Hypoxia-hindered methylation of PTGIS in endometrial stromal cells accelerates endometriosis progression by inducing CD16- NK-cell differentiation

Prostacyclin (PGI₂) plays key roles in shaping the immune microenvironment and modulating vasodilation, whereas its contribution to endometriosis (EMs) remains largely unclear. Our study suggested that prostacyclin synthase (PTGIS)-dependent PGI₂ signaling was significantly activated in EMs, which was involved in the hypoxic microenvironment of ectopic lesions and deficient methylation status of the PTGIS promoter.
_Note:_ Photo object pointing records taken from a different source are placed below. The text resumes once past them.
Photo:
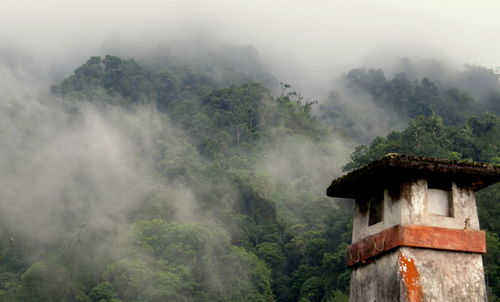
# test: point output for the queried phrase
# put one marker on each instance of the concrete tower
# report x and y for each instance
(416, 231)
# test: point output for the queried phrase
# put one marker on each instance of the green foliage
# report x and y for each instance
(252, 235)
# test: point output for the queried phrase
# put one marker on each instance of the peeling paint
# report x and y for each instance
(410, 278)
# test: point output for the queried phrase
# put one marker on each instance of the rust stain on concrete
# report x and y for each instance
(410, 278)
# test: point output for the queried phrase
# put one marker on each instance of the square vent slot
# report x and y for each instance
(439, 201)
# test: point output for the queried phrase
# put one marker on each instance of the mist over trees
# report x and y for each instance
(170, 178)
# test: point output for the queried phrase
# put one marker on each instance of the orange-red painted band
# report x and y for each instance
(471, 241)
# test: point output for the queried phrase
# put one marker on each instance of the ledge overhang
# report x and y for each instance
(396, 169)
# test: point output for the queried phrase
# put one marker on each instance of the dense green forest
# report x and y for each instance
(232, 205)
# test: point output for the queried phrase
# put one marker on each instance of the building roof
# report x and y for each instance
(396, 168)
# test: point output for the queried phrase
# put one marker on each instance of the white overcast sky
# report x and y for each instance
(317, 36)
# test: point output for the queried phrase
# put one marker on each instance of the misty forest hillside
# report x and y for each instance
(181, 180)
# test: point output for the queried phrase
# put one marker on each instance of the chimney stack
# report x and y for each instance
(416, 230)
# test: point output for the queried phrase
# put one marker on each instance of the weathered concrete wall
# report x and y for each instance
(377, 281)
(415, 275)
(411, 207)
(446, 276)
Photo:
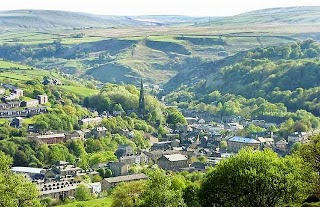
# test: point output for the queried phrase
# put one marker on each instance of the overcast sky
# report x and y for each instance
(155, 7)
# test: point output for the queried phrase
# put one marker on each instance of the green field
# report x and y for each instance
(102, 202)
(8, 65)
(80, 90)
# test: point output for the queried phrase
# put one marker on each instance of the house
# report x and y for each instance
(16, 122)
(281, 145)
(108, 183)
(127, 133)
(237, 143)
(140, 159)
(2, 91)
(59, 190)
(153, 156)
(233, 126)
(78, 134)
(118, 168)
(50, 138)
(30, 172)
(13, 104)
(173, 162)
(29, 103)
(91, 121)
(43, 99)
(99, 132)
(124, 150)
(18, 92)
(266, 142)
(95, 188)
(301, 137)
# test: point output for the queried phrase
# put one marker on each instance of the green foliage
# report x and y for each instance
(159, 192)
(13, 187)
(257, 178)
(82, 193)
(175, 117)
(126, 194)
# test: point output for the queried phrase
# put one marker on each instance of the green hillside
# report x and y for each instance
(272, 81)
(286, 15)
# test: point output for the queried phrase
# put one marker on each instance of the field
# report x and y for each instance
(102, 202)
(80, 90)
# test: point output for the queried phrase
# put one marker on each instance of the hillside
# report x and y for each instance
(126, 49)
(273, 16)
(286, 76)
(48, 20)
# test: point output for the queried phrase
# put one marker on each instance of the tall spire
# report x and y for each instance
(141, 101)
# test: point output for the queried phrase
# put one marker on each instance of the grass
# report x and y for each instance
(9, 65)
(165, 39)
(101, 202)
(80, 90)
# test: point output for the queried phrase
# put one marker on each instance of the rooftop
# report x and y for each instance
(244, 140)
(126, 178)
(28, 170)
(176, 157)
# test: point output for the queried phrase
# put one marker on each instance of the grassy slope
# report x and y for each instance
(79, 90)
(102, 202)
(161, 52)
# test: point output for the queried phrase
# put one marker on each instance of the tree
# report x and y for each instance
(142, 105)
(83, 193)
(15, 190)
(257, 179)
(175, 117)
(159, 192)
(190, 195)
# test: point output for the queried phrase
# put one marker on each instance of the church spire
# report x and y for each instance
(141, 101)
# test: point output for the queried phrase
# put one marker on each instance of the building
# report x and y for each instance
(18, 92)
(301, 137)
(167, 145)
(118, 168)
(62, 189)
(29, 103)
(173, 162)
(153, 156)
(140, 159)
(30, 172)
(50, 138)
(108, 183)
(91, 121)
(237, 143)
(281, 145)
(124, 150)
(99, 132)
(78, 134)
(43, 99)
(16, 122)
(95, 188)
(266, 142)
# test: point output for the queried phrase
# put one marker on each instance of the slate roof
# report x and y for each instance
(175, 157)
(126, 178)
(28, 170)
(244, 140)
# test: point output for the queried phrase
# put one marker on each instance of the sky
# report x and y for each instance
(155, 7)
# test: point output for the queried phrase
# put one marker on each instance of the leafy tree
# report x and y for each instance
(256, 179)
(83, 193)
(13, 187)
(126, 194)
(159, 192)
(175, 117)
(190, 195)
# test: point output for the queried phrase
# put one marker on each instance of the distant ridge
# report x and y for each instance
(50, 19)
(273, 16)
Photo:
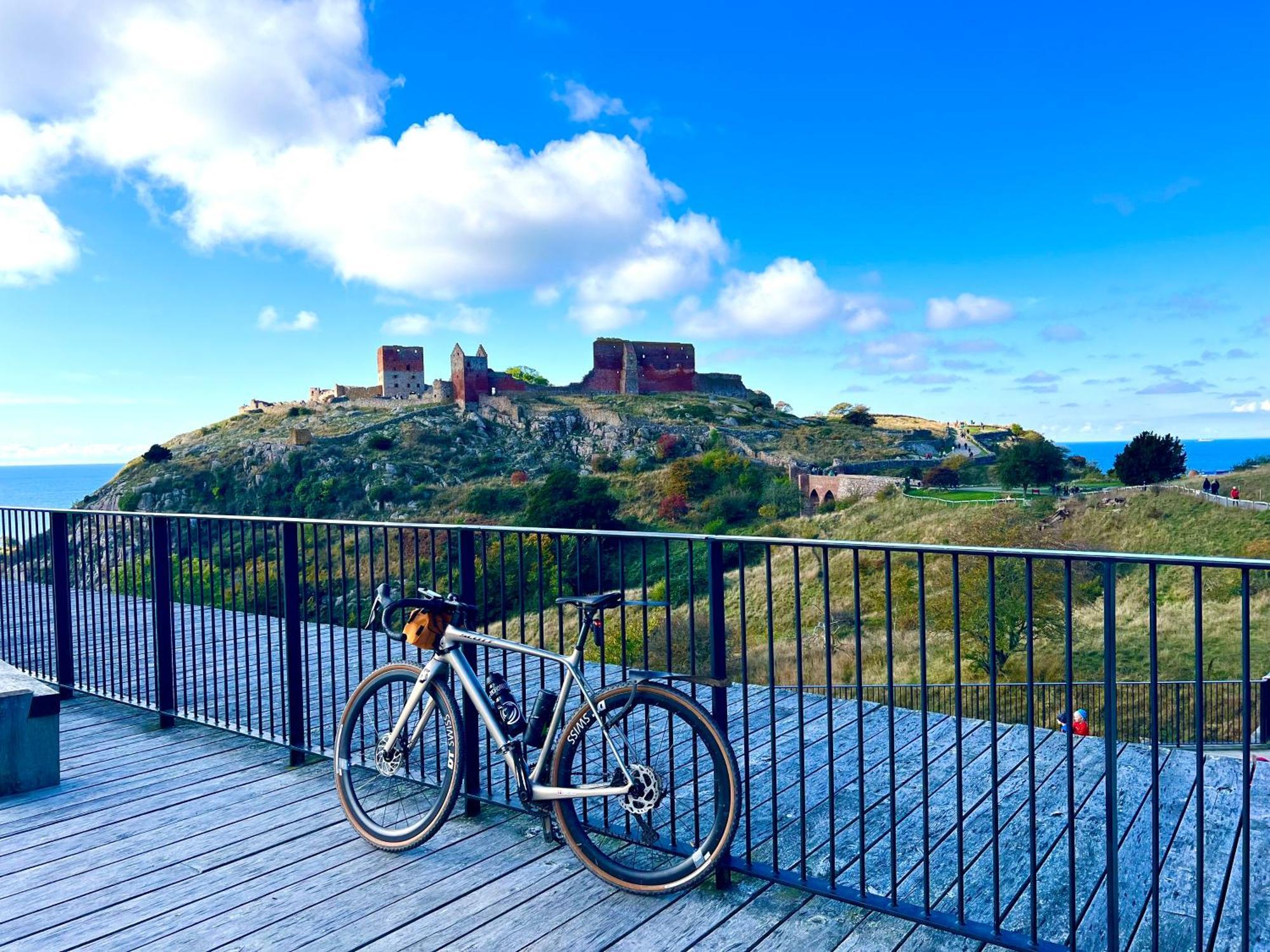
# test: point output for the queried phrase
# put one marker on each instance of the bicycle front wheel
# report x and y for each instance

Notably, in vitro assays, hypoxia promoted PTGIS expression through DNA Methyltransferase 1 (DNMT1)-mediated DNA methylation deficiency in endometrial stromal cells (ESCs); PTGIS overexpression enhanced the adhesive ability of ESCs and led to elevated PGI₂ production, and PGI₂ triggered CD16^- (encoded by FCGR3, Fc fragment of IgG receptor IIIa) natural killer (NK)-cell differentiation through PGI₂ receptor (IP, PTGIR) in an ESC/NK-cell coculture system. Our rodent model experiment suggested that treatment with the PGI₂ analog iloprost and adoptive transfer of fcgr3 knockout (fcgr3^-/-) NK cells aggravated EMs progression and that genetic ablation of ptgis (ptgis^-/-) in ectopic lesions and treatment with the PTGIR antagonist RO1138452 partially rescued this outcome. Thus, our findings identified the contribution of PGI₂ to EMs progression via enhancement of the adhesive ability of ESCs and inhibition of the activity of NK cells. We hypothesized that PGI₂ is a target for EMs intervention and provide a rationale for studying pharmacological PTGIR inhibition and PTGIS genetic depletion therapies as therapeutic strategies for EMs.